If the sigmoid colon or cecum is twisted and there are no symptoms of peritonitis, a low-pressure barium enema can be considered to clarify the diagnosis. In the case of cecum torsion, it shows that the barium is obstructed at the transverse colon or liver area.

Abdominal CT is valuable for the diagnosis of intestinal torsion.

Treatment

After the diagnosis of intestinal torsion is clear, although there are no symptoms of peritoneal irritation yet, surgical treatment should also be actively performed. Active pre-surgical preparation includes correction of imbalance of water, electrolytes and acid-base balance, effective intestinal tube aspiration, prophylactic antibiotics and other measures.

Non-surgical treatment For patients with sigmoid torsion only, sigmoidoscopic decompression treatment or saline barium enema can be used at the early stage of the disease, and the operation should be gentle and meticulous, and changes in the condition should be observed at all times, and once intestinal necrosis is detected, immediate surgical treatment should be performed. For patients who are relieved by non-surgical treatment, because the etiology of intestinal torsion still exists and the recurrence rate is high, scholars at home and abroad now advocate performing intestinal preparation within 10~14 days after reset by non-surgical therapy and doing radical surgery to eliminate the cause of torsion.
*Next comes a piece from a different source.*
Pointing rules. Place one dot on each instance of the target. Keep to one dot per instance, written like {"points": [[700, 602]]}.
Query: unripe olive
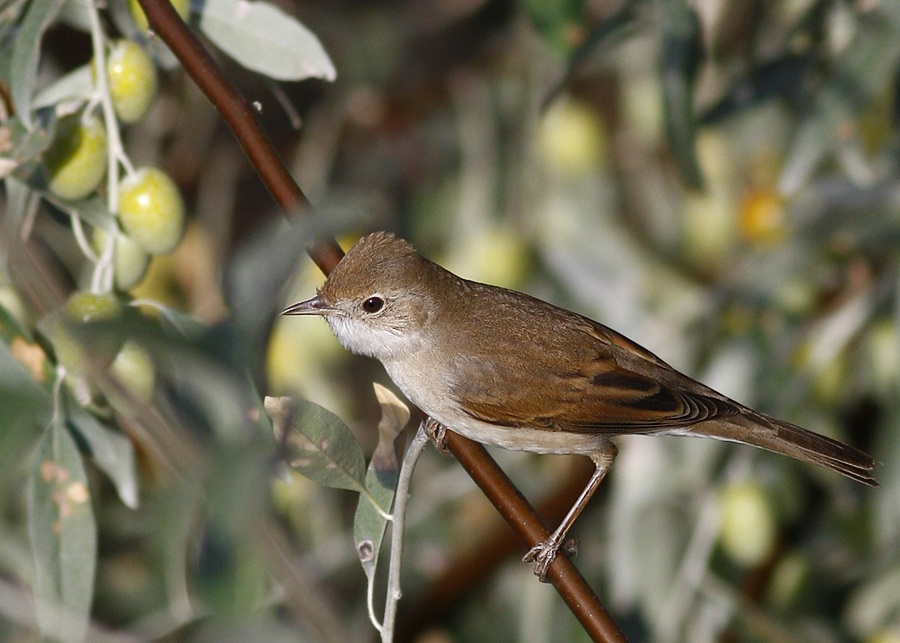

Surgical treatment For non-surgical treatment failure or suspected intestinal necrosis, immediate surgical treatment should be performed. Surgery should not only reset the intestinal canal, but also eliminate the cause of intestinal torsion, and if intestinal necrosis occurs, the necrotic intestinal canal needs to be removed. According to the specific situation of intestinal torsion, there are several common surgical procedures: 1. 2. intestinal fixation. 3. intestinal resection and intestinal anastomosis. 4. enterostomy.

Expert opinion

1, intestinal torsion is a kind of strangulated intestinal obstruction, the twisted intestine can quickly occur necrosis perforation and peritonitis, is a type of intestinal obstruction in a dangerous condition, rapid development, such as failure to timely treatment, the mortality rate is high. Therefore, once diagnosed, it should be dealt with promptly and treated with early surgery. This can not only reduce intestinal resection or even avoid intestinal necrosis, which is of great significance to save the life of patients.

2, should strictly grasp the indications for non-surgical treatment, to avoid delaying the timing of surgery, resulting in adverse consequences.